NVIDIA Introduces Cache-Aware Streaming ASR for High-Concurrency Voice Agents

Aremi Olu

Translate this article

Updated:

January 9, 2026

NVIDIA has released Nemotron Speech ASR, an open automatic speech recognition model designed to address scalability and latency challenges in real-time voice AI applications. The model introduces a cache-aware streaming architecture intended to replace traditional buffered inference methods.

Reported Technical Innovation

The core advancement is a shift from buffered inference—where overlapping audio windows are repeatedly reprocessed—to a cache-aware system.This new approach reuses past computations to process only new audio input, which NVIDIA claims eliminates redundant calculations. The model is based on a FastConformer architecture with 8x downsampling, processing fewer tokens per second to reduce memory footprint and increase throughput.

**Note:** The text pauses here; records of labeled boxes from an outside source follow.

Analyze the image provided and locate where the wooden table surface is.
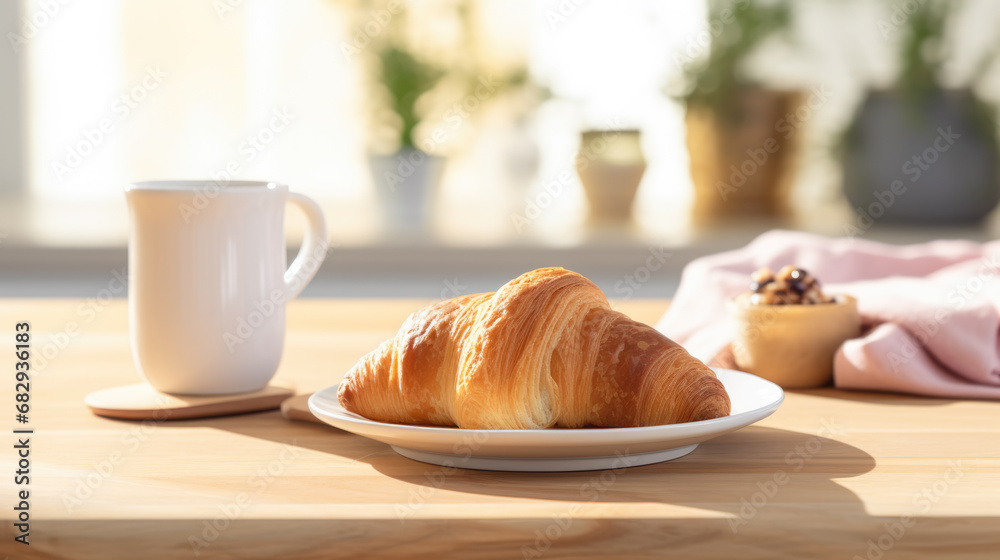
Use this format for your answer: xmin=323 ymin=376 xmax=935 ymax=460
xmin=0 ymin=299 xmax=1000 ymax=560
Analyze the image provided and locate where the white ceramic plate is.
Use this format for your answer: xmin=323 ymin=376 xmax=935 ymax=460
xmin=309 ymin=368 xmax=785 ymax=472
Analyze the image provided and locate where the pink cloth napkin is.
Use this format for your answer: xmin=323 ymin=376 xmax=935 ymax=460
xmin=657 ymin=231 xmax=1000 ymax=399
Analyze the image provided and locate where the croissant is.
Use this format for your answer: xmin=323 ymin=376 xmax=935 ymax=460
xmin=338 ymin=268 xmax=730 ymax=430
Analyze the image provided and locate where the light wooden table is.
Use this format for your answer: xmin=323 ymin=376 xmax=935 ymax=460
xmin=0 ymin=300 xmax=1000 ymax=559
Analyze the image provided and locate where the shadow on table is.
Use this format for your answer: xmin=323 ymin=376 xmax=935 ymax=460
xmin=785 ymin=387 xmax=964 ymax=406
xmin=60 ymin=418 xmax=1000 ymax=560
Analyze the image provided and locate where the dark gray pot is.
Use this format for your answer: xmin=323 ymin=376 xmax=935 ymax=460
xmin=844 ymin=90 xmax=1000 ymax=225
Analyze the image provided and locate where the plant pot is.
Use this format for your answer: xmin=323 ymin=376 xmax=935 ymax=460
xmin=843 ymin=90 xmax=1000 ymax=224
xmin=685 ymin=89 xmax=806 ymax=224
xmin=576 ymin=130 xmax=646 ymax=225
xmin=369 ymin=148 xmax=444 ymax=234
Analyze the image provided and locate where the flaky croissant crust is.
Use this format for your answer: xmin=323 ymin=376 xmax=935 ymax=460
xmin=338 ymin=268 xmax=730 ymax=429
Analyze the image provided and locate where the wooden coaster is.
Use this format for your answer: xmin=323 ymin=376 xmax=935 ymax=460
xmin=281 ymin=393 xmax=326 ymax=424
xmin=84 ymin=383 xmax=292 ymax=420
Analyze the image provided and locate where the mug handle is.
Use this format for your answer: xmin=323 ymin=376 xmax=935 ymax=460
xmin=285 ymin=192 xmax=327 ymax=299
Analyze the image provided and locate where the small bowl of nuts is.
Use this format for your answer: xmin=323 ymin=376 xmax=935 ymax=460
xmin=729 ymin=265 xmax=861 ymax=389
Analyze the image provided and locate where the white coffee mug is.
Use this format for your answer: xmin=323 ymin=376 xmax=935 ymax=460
xmin=125 ymin=181 xmax=327 ymax=395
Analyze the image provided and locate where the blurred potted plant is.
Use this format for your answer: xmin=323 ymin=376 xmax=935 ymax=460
xmin=356 ymin=0 xmax=527 ymax=234
xmin=679 ymin=0 xmax=802 ymax=223
xmin=843 ymin=0 xmax=1000 ymax=224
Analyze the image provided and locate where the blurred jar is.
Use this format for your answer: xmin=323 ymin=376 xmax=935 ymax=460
xmin=576 ymin=130 xmax=646 ymax=224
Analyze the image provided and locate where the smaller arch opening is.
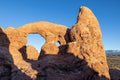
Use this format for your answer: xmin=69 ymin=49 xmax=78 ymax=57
xmin=56 ymin=41 xmax=60 ymax=47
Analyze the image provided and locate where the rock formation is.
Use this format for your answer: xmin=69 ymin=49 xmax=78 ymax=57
xmin=0 ymin=7 xmax=110 ymax=80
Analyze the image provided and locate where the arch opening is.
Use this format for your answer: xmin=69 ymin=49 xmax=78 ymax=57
xmin=27 ymin=34 xmax=45 ymax=53
xmin=56 ymin=41 xmax=60 ymax=47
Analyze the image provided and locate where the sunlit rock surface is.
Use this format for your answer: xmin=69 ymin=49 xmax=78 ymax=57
xmin=0 ymin=7 xmax=110 ymax=80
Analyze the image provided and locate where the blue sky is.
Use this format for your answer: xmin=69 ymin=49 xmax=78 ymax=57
xmin=0 ymin=0 xmax=120 ymax=49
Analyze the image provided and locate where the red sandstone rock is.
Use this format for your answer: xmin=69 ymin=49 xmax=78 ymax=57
xmin=0 ymin=7 xmax=110 ymax=80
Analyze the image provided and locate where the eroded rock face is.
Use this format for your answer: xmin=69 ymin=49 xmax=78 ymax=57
xmin=68 ymin=7 xmax=109 ymax=78
xmin=0 ymin=7 xmax=110 ymax=80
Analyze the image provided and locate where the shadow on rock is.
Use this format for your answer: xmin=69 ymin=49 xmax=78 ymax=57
xmin=0 ymin=28 xmax=31 ymax=80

Claimed Performance Benefits

According to NVIDIA's benchmarks,the architecture delivers:

· Increased Concurrency: Up to 3x higher concurrent stream support on an NVIDIA H100 GPU compared to previous baselines.

· Stable Latency: Maintains linear latency scaling under high load, avoiding the "latency drift" where delays accumulate with more users.

· Runtime Flexibility: Offers dynamically configurable latency modes (80ms to 1.12s) without model retraining, allowing a trade-off between speed and word error rate (WER).

Industry Validation and Implementation

The announcement includes reported validation from partners:

· Modal: Testing with 127 concurrent WebSocket clients showed a stable median delay of 182ms with minimal drift over a three-minute stream.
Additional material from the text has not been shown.